Ce que ces chiffres disent du potentiel : 318 diagnostics publiés pour 1 000 résidences principales, de l'ordre de 1 495 maisons individuelles, un bassin de travaux structuré autour de CC du Pays d'Ancenis. Ce volume ne préjuge d'aucune éligibilité individuelle : il indique seulement où se concentrent, à Le Cellier, les situations où le scénario décrit sur cette page a le plus de chances d'être pertinent.
Base ADEME : 523 diagnostics enregistrés à Le Cellier, soit un taux de 318 pour 1 000 logements. Plus ce taux est élevé, plus la demande adressée à un auditeur qualifié et indépendant des entreprises est soutenue — et plus il faut anticiper la réservation d'un créneau pour l'audit énergétique réglementaire (deux à quatre semaines).
Ce qui coûte le plus cher n'est pas le prix d'achat mais la reprise : un audit réalisé par l'installateur qui vend ensuite les travaux oblige à rouvrir l'ouvrage. Comptez 110 € à 220 € à Le Cellier, à la charge exclusive du ménage puisque l'aide a déjà été versée sur le premier chantier.
Ce que vérifie l'instructeur avant de payer à Le Cellier : que deux scénarios de travaux dont un atteignant au moins la classe C figure au devis, que un auditeur qualifié et indépendant des entreprises soit qualifié RGE à la date de signature, et que la remise du rapport complet, scénarios chiffrés inclus soit joint. À la clé, un solde pouvant atteindre 32 000 €.

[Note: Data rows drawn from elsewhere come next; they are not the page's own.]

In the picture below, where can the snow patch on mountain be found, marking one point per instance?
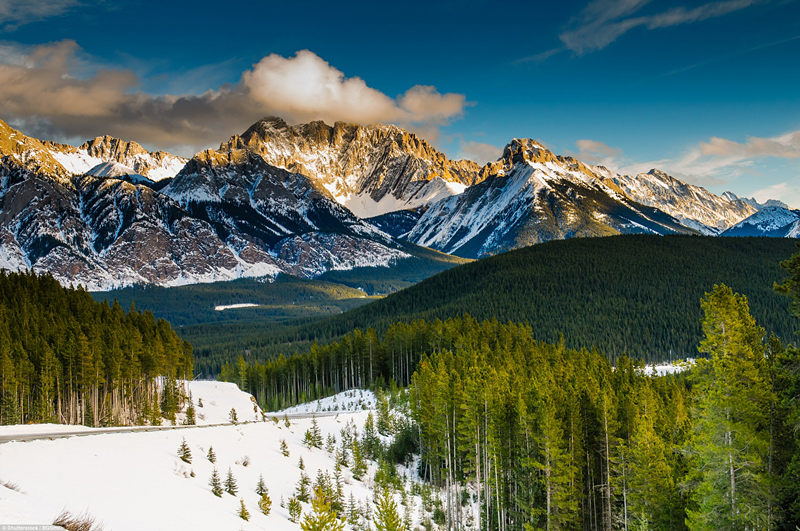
(76, 162)
(769, 221)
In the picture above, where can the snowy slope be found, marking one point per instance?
(531, 196)
(110, 226)
(369, 169)
(350, 401)
(135, 481)
(218, 398)
(772, 221)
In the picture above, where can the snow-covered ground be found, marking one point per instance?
(134, 481)
(214, 400)
(668, 368)
(354, 400)
(223, 307)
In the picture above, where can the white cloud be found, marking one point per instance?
(784, 146)
(787, 192)
(479, 152)
(15, 13)
(53, 92)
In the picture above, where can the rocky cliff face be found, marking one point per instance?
(694, 206)
(291, 199)
(369, 169)
(227, 215)
(529, 196)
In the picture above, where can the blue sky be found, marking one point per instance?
(707, 91)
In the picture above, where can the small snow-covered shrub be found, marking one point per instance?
(72, 522)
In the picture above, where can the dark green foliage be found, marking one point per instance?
(244, 514)
(190, 413)
(387, 517)
(265, 504)
(216, 484)
(184, 452)
(230, 484)
(295, 509)
(284, 304)
(404, 445)
(66, 358)
(634, 295)
(302, 491)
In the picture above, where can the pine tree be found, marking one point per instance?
(302, 490)
(322, 517)
(308, 439)
(190, 413)
(330, 444)
(386, 516)
(295, 510)
(184, 452)
(359, 467)
(215, 483)
(244, 514)
(230, 484)
(316, 434)
(265, 504)
(353, 514)
(731, 441)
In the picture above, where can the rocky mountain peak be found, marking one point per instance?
(371, 169)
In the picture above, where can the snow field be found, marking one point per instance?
(218, 399)
(354, 400)
(134, 481)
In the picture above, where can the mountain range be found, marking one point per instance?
(306, 199)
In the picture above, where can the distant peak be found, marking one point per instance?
(523, 150)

À l'échelle intercommunale, à Le Cellier relève de CC du Pays d'Ancenis. Les permanences France Rénov' de ce périmètre instruisent les demandes portant sur l'audit énergétique réglementaire et recensent les aides locales cumulables, qui viennent en déduction du reste à charge calculé plus haut.
Mix de chauffage à Le Cellier : 57 % d'électricité, 26 % de gaz, 7 % de fioul, 9 % de bois et 0 % de réseau de chaleur. Ce partage détermine l'intérêt réel de l'audit énergétique réglementaire : un logement raccordé à un réseau vertueux n'appelle pas le même bouquet qu'un logement au fioul.
Énergie de chauffage en place : 33 % du parc reste au gaz ou au fioul à Le Cellier, soit près de 544 logements. Ce point de départ conditionne l'ampleur du gain obtenu par l'audit énergétique réglementaire, un logement déjà chauffé à l'électricité renouvelable ne dégageant pas la même marge de progression.
Le gain se calcule, il ne s'annonce pas : l'audit énergétique réglementaire traite 0 à 0 % du besoin. Appliqué au cas de référence à Le Cellier, en zone H2b, cela ramène 0 à 0 kWh par an, valorisés 0 € à 0 € au tarif conventionnel 2026.